Hours passed. Twilight deepened into darkness. One by one the stars appeared; then the crescent moon rose over the wooded hill in the west, and the hunter never moved. With his head leaning against the log he sat quiet and patient. At midnight he whispered to the dog, and crawling from his hiding place glided stealthily up the stream. Far ahead from the dark depths of the forest peeped the flickering light of a camp-fire. Wetzel consumed a half hour in approaching within one hundred feet of this light. Then he got down on his hands and knees and crawled behind a tree on top of the little ridge which had obstructed a view of the camp scene.

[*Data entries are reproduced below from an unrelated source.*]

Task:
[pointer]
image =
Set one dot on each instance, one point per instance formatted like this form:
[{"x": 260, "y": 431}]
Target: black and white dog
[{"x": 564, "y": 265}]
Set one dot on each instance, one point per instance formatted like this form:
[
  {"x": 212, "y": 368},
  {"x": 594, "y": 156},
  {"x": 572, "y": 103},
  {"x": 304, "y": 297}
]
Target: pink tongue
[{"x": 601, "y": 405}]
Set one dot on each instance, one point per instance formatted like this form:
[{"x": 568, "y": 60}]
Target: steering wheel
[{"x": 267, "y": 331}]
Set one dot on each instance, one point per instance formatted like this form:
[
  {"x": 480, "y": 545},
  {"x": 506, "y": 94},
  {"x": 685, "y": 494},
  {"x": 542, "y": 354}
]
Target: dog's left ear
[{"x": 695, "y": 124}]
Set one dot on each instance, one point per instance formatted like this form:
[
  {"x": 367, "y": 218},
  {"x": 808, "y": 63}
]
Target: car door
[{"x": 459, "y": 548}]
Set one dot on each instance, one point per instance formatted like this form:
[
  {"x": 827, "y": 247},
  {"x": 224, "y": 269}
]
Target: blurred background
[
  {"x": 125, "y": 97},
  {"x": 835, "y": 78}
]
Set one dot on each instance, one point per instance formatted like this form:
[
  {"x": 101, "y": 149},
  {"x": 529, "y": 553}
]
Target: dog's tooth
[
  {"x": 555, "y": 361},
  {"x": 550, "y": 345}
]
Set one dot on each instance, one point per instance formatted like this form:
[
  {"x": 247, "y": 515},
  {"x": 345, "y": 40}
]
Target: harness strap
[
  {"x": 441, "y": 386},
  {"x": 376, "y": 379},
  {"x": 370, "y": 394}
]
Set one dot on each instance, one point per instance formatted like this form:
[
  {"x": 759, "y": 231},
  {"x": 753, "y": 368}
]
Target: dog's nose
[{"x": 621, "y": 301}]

From this vantage point Wetzel saw a clear space surrounded by pines and hemlocks. In the center of this glade a fire burned briskly. Two Indians lay wrapped in their blankets, sound asleep. Wetzel pressed the dog close to the ground, laid aside his rifle, drew his tomahawk, and lying flat on his breast commenced to work his way, inch by inch, toward the sleeping savages. The tall ferns trembled as the hunter wormed his way among them, but there was no sound, not a snapping of a twig nor a rustling of a leaf. The nightwind sighed softly through the pines; it blew the bright sparks from the burning logs, and fanned the embers into a red glow; it swept caressingly over the sleeping savages, but it could not warn them that another wind, the Wind-of-Death, was near at hand.
A quarter of an hour elapsed. Nearer and nearer; slowly but surely drew the hunter. With what wonderful patience and self-control did this cold-blooded Nemesis approach his victims! Probably any other Indian slayer would have fired his rifle and then rushed to combat with a knife or a tomahawk. Not so Wetzel. He scorned to use powder. He crept forward like a snake gliding upon its prey. He slid one hand in front of him and pressed it down on the moss, at first gently, then firmly, and when he had secured a good hold he slowly dragged his body forward the length of his arm. At last his dark form rose and stood over the unconscious Indians, like a minister of Doom. The tomahawk flashed once, twice in the firelight, and the Indians, without a moan, and with a convulsive quivering and straightening of their bodies, passed from the tired sleep of nature to the eternal sleep of death.
Foregoing his usual custom of taking the scalps, Wetzel hurriedly left the glade. He had found that the Indians were Shawnees and he had expected they were Delawares. He knew Miller's red comrades belonged to the latter tribe. The presence of Shawnees so near the settlement confirmed his belief that a concerted movement was to be made on the whites in the near future. He would not have been surprised to find the woods full of redskins. He spent the remainder of that night close under the side of a log with the dog curled up beside him.
Next morning Wetzel ran across the trail of a white man and six Indians. He tracked them all that day and half of the night before he again rested. By noon of the following day he came in sight of the cliff from which Jonathan Zane had watched the sufferings of Col. Crawford. Wetzel now made his favorite move, a wide detour, and came up on the other side of the encampment.
From the top of the bluff he saw down into the village of the Delawares. The valley was alive with Indians; they were working like beavers; some with weapons, some painting themselves, and others dancing war-dances. Packs were being strapped on the backs of ponies. Everywhere was the hurry and bustle of the preparation for war. The dancing and the singing were kept up half the night.